Seventies-era lyrics aside, searching has been the story of my life this year. Which iPad apps/web sites/Web 2.0 tools are appropriate for middle school? And support the curriculum? Are what we need to accomplish our goals? Are free or low-cost? The search is on...
It is so easy to get lost in the land of searching. Interestingly, Twitter has been my saving grace. There are quite a few technology gurus who are happy to share resources they've created and/or found. Some folks who have been helpful in their tweets: @hdiblasi, @cybraryman1, @web20classroom, @MrsBfromNC, @jenniferlagarde, @thenerdyteacher, @joycevalenza and @gwynethjones. Once you follow a few of these folks Twitter will suggest other similar people to follow. I don't yet have a smartphone, so I check Twitter on my laptop or iPad when time in my day allows and I'm sure there is much that I miss. But, I can click on the names of folks that I know post great information and read their past tweets to refer to links they have referenced. Handily, the links open up in a new window, so I won't lose my place when referencing sites that look interesting, the down side of this being that I often end up with about 15 tabs open at once.

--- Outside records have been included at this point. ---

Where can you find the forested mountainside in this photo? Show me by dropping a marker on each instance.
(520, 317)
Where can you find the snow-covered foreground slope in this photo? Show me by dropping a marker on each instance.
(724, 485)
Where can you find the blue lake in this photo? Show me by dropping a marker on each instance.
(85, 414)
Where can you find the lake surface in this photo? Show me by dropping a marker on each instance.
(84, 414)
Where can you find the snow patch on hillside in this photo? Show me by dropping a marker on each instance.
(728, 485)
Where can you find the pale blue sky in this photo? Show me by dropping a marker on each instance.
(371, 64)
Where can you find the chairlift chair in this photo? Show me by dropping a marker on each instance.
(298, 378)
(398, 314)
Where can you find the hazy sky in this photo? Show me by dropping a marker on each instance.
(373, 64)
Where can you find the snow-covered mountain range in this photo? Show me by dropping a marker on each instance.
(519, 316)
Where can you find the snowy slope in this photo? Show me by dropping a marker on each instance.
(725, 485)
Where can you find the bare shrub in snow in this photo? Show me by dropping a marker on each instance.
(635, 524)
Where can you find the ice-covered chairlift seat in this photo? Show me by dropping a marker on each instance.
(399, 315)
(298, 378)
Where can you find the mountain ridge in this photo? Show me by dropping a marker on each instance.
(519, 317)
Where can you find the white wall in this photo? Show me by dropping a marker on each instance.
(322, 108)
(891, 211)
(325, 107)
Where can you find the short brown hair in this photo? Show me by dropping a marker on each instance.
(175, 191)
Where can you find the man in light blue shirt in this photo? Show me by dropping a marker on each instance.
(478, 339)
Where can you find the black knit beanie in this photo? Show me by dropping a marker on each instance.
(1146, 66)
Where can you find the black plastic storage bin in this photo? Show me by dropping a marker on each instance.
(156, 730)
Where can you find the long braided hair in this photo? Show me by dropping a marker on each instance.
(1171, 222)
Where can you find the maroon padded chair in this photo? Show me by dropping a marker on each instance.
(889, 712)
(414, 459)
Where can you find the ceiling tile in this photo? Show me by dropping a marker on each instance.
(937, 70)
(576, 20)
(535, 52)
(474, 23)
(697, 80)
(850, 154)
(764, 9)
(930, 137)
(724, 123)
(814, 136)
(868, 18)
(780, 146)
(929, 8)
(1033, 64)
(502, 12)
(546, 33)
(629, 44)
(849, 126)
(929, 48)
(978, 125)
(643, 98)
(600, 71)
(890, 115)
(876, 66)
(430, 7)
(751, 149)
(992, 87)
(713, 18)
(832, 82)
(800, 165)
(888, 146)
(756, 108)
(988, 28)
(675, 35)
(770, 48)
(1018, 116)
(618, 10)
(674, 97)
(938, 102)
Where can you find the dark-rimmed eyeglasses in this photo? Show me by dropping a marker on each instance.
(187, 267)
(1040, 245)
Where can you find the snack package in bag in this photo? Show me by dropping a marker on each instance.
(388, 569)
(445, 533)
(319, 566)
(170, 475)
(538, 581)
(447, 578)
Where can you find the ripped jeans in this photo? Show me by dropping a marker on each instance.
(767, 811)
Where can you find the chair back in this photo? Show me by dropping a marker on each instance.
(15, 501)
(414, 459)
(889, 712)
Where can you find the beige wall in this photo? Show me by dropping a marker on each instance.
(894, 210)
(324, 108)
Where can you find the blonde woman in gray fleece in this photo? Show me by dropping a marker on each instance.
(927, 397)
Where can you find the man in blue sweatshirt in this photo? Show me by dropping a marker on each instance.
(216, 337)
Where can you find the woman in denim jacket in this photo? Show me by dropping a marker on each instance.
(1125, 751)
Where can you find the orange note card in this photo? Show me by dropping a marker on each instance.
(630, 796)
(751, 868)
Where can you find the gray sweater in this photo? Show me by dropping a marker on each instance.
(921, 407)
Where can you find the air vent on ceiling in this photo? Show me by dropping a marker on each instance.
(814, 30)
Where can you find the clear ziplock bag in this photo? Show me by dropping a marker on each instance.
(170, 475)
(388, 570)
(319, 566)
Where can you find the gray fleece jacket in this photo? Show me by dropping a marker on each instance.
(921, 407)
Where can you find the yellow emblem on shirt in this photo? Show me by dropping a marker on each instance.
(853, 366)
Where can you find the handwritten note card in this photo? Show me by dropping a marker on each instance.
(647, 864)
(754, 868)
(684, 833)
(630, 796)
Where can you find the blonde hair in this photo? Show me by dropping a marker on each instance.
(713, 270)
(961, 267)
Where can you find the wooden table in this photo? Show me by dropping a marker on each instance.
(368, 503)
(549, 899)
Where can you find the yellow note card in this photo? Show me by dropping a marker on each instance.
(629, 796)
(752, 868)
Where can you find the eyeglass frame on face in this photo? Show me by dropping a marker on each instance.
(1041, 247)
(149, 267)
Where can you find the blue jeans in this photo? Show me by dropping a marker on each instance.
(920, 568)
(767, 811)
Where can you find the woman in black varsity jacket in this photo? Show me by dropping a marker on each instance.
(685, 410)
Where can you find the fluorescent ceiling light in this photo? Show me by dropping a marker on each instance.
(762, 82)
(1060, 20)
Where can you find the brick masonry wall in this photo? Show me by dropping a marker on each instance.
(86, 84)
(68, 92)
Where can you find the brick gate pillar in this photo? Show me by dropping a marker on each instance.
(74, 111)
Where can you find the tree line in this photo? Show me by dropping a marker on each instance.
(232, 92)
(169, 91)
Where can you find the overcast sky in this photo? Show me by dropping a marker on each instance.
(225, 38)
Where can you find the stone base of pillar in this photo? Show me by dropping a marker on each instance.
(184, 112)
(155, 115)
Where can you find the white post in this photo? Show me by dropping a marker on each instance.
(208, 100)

As a school library media specialist, another fun-yet-professional use of Twitter has been following authors. It adds a little punch to my book talks when I'm able to update students on new books, occurrences of writer's block, or book tour appearances of their favorite authors. Many authors tweet blog updates, new titles, and sometimes contests for advance or signed copies of their books. Best of all, many of them have a wicked sense of humor.
Twitter has become an indispensable professional resource as technology integration and STEM have become a major focus in our school system, allowing me to have an instant resource of fantastic professionals at my fingertips - 140 characters at a time.